Histoire de Atlanta

Atlanta à travers le temps

Les premiers occupants : Avant l’arrivée des Européens en Géorgie du Nord, la contrée était occupée par les indiens Creek. Le village indien qui était le plus proche de l’actuelle Atlanta était celui de Standing Peachtree, situé au point de confluence entre la rivière Peachtree et le fleuve Chattahoochee River. De 1802 à 1825, les nouveaux arrivants chassèrent tous les Indiens de la Géorgie du Nord pour y installer des colons. 

Construction de lignes de chemin de fer : En 1836, il fut décidé de construire une ligne de chemins de fer permettant de relier la région au port de Savannah en Géorgie. Le point choisi comme origine du chemin de fer devait se développer et devenir Atlanta.

La guerre Civile : En 1860, Atlanta avait une population proche de 10000 habitants. La ville fut impliquée dans la guerre de sécession car, étant un terminal de lignes ferroviaires, des armes utiles aux combats y transitaient. En 1864, l’armée de l’Union prit Chattannooga puis entreprit la conquête de la Géorgie du nord : il y eut de nombreuses batailles avant qu’Atlanta ne soit assiégée pendant 4 mois. Le général des Confédérés, John Bell Hood, qui était assiégé dans la ville, ordonna de détruire tous les bâtiments publics et d’autres bâtiments qui pouvaient être utiles aux Nordistes, avant de se retirer de la ville.

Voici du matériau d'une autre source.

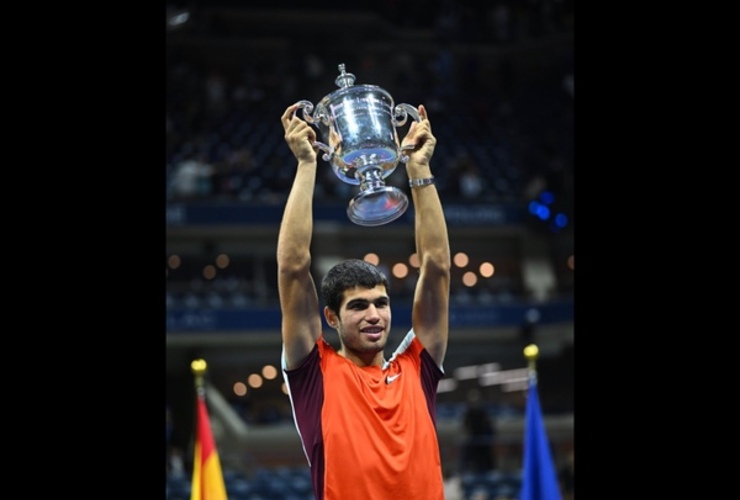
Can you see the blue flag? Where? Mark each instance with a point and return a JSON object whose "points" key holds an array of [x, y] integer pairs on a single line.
{"points": [[539, 478]]}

Le maire de la ville décida la reddition de la ville au général nordiste Sherman qui fit évacuer la ville et détruisit tous les postes militaires. Il ne resta donc plus grand-chose d’Atlanta !

La reconstruction : Après la guerre, en 1868, Atlanta devint la capitale de l’état de Géorgie en remplacement de Milledgeville qui ne possédait pas le réseau de chemins de fer d’Atlanta. A partir de ce moment, Atlanta se reconstruisit, et une habile campagne de Henry W. Grady, l’éditeur du journal « Atlanta Constitution », qui promettait une économie locale moderne, attira beaucoup d’investisseurs. En 1895, on créa la Georgia School of Technology et l’Atlanta University Center. En 1895, la Cotton States and International Exposition attira 800000 visiteurs, ce qui boosta le développement de la ville.

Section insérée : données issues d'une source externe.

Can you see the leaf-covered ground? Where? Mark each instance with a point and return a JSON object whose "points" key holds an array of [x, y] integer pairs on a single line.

Le XXe siècle : Durant les 30 premières années, Atlanta connut une croissance extraordinaire : la population tripla. On construisit les gratte-ciels Equitable, Flatiron, Empire et Candler et le quartier à population noire Sweet Auburn se développa énormément. Mais il y eut des tensions raciales en 1906 et en 1917, un grand incendie détruisit 2000 bâtiments du quartier qui est aujourd’hui le Old Fourth Ward, et qui obligea 10000 personnes à se déplacer.

Augmentation de la surface de la ville : Au cours de la seconde guerre mondiale, Atlanta joua un rôle important grâce à ses industries de guerre, son réseau de chemins de fer et ses bases militaires, ce qui eut pour conséquence l’augmentation de la population. A partir de 1950, la construction de nouvelles autoroutes urbaines, permit à de nombreuses personnes d’aller habiter en banlieue, ce qui décongestionna le centre.

Le Mouvement des Droits Civils : Au cours des années 60, le Mouvement des Droits Civils fondé et dirigé par Martin Luther King, Jr., Ralph David Abernathy et des étudiants noirs de l’Université d’Atlanta, fut très actifs, ce qui créa des tensions raciales dans la ville. Mais la déségrégation se fit par étapes d’abord dans les transports publics, puis dans les restaurants, les cinémas, les écoles. En 1960, les blancs représentaient les 62% de la population ; en 1970, les noirs étaient en majorité et élurent un maire noir en 1973, Jackson. Pendant le mandat de Jackson, le Georgia World Congress Center fut ouvert en 1976, la construction du métro commença en 1975, l’aéroport fut modernisé. Malgré cela, Atlanta passa de 500000 habitants à 400000 entre 1970 et 1990.

Les Jeux Olympiques de 1996 : Ils donnèrent une nouvelle impulsion à la ville, grâce aux nombreuses constructions et améliorations dans les transports.

Actuellement : Au début du siècle, la population augmenta à nouveau par l’arrivée de 30000 migrants jeunes, blancs, asiatiques et hispaniques. La ville détruisit près de 17000 bâtiments publics vétustes, transforma la Belt Line, une ancienne voie ferrée de 22 miles, en un sentier multi-usages parsemé de réalisations artistiques. Les espaces culturels furent augmentés : la surface du High Museum of Arts fut doublée, des galeries d’art furent construites dans la partie qui fut industrielle.